II. Question en litige et norme de contrôle

[18] Comme je l’ai fait remarquer précédemment, le chef Wuttunee et le conseiller Nicotine n’ont pas contesté les conclusions de fait tirées par la Cour fédérale. Leur inconduite n’ayant probablement pas eu une incidence sur les vainqueurs de l’élection, selon les conclusions de la Cour fédérale, ils ont fait valoir pour tout argument qu’il n’était pas loisible à la Cour fédérale d’annuler leur élection.

[19] Comme nous sommes en présence de deux appels d’une décision de la Cour fédérale, la norme de contrôle est celle énoncée par la Cour suprême dans l’arrêt Housen c. Nikolaisen, 2002 CSC 33 : Rodney Brass c. Papequash, 2019 CAF 245, au para. 11 (arrêt Papequash CAF). En d’autres termes, les questions de droit doivent être examinées selon la norme de la décision correcte. Les conclusions de fait et les inférences de fait doivent être examinées selon la norme de l’erreur manifeste et dominante, à moins qu’une erreur de droit isolable puisse être démontrée, auquel cas cette erreur doit être examinée selon la norme de la décision correcte.

[20] Je suis d’accord avec les parties que la question en litige soulevée dans les présents appels est une de droit et que c’est la norme de la décision correcte qui s’applique par conséquent.

III. Cadre législatif

[21] La LEPN a été adoptée en 2014, créant un code législatif régissant l’élection de chefs et de conseillers des premières nations participantes. Entre autres, cette loi visait à s’écarter du modèle « désuet et paternaliste » de gouvernance des premières nations qui prévalait dans la Loi sur les Indiens, L.R.C. (1985), ch. I-5. Sous le régime de la Loi sur les Indiens, les appels en matière d’élections contestées étaient entendus par le ministre des Affaires indiennes et du Nord canadien et, en dernier ressort, tranchés par le gouverneur en conseil : Débats du Sénat (Hansard), 2e session, 41e législature, vol. 149, no 29 (29 janvier 2014), pages 269a et 270a.

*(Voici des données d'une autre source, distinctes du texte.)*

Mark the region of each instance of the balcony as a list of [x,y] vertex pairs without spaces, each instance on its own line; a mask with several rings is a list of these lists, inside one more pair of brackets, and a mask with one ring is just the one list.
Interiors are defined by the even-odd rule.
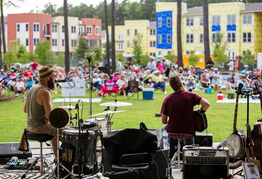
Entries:
[[45,37],[50,37],[50,31],[44,31],[43,33]]

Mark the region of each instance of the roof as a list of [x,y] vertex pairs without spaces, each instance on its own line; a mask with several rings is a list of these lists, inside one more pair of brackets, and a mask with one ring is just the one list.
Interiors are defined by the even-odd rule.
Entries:
[[187,13],[183,15],[203,14],[203,6],[196,6],[193,7],[188,8],[186,10],[187,11]]
[[149,26],[150,27],[155,27],[157,21],[152,21],[149,22]]
[[262,12],[262,3],[247,3],[245,4],[245,10],[240,12]]

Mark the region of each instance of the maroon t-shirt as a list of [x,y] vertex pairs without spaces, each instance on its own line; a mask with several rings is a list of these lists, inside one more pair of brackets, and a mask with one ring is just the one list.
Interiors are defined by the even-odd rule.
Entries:
[[195,132],[193,120],[194,106],[199,105],[202,97],[182,91],[167,96],[163,102],[161,113],[169,117],[168,132],[188,133]]

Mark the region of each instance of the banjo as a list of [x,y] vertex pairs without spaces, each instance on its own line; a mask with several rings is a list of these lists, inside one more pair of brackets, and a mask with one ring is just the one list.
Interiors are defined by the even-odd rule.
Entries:
[[238,85],[236,93],[236,100],[235,109],[233,132],[227,138],[227,147],[229,149],[229,156],[231,158],[239,158],[244,154],[246,151],[246,139],[242,134],[239,133],[236,129],[236,118],[237,116],[237,109],[238,98],[241,93],[243,84],[240,83]]

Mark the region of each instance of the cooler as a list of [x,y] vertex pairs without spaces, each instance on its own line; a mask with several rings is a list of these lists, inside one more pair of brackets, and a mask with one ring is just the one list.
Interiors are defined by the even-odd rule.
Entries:
[[143,100],[154,99],[154,88],[144,88],[142,90]]
[[224,97],[224,95],[221,93],[217,94],[217,100],[223,100],[223,97]]

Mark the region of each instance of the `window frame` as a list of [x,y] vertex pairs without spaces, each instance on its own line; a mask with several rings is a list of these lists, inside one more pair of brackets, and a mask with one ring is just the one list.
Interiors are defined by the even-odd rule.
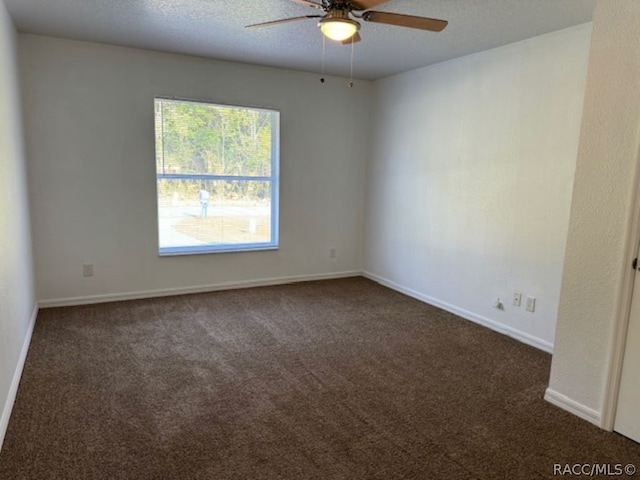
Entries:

[22] La LEPN ne s’applique pas automatiquement à toutes les élections tenues au sein des premières nations; chacune des premières nations doit accepter d’être régie par ce régime. Une première nation adhère à ce régime lorsque son conseil de bande présente au ministre des Services aux Autochtones une résolution demandant son ajout à la liste des premières nations participantes, laquelle est jointe en annexe à la Loi. La PNRP est une première nation participante.

[23] La LEPN dispose d’un mécanisme qui permet de contester une élection. À ce sujet, l’article 30 de cette loi est particulièrement pertinent en l’espèce, car il dispose que la validité de l’élection d’un chef ou d’un conseiller d’une première nation participante ne peut être contestée que sous le régime des articles 31 à 35 de la Loi. L’article 31 de la Loi est également pertinent, car il dispose que les électeurs d’une première nation participante peuvent contester l’élection d’un chef ou d’un conseiller d’une première nation « pour le motif qu’une contravention à l’une des dispositions de la présente loi ou des règlements a vraisemblablement influé sur le résultat de l’élection » [Non souligné dans l’original]. Enfin, le paragraphe 35(1) de la LEPN dispose qu’un tribunal peut invalider l’élection contestée « si le motif visé à l’article 31 est établi ».

[24] La question à trancher consiste à déterminer le sens de l’expression « a vraisemblablement influé sur le résultat de l’élection » de l’article 31 de la LEPN. Autrement dit, faut-il, selon la Loi, que le nombre de votes viciés en raison de l’inconduite du chef Wuttunee et celle du conseiller Nicotine dépasse vraisemblablement la pluralité des votes exprimés de façon à jeter un doute sur le vainqueur de l’élection pour faire annuler leur élection? Ou suffirait-il que l’inconduite électorale ait influé sur le décompte des votes pour faire annuler l’élection?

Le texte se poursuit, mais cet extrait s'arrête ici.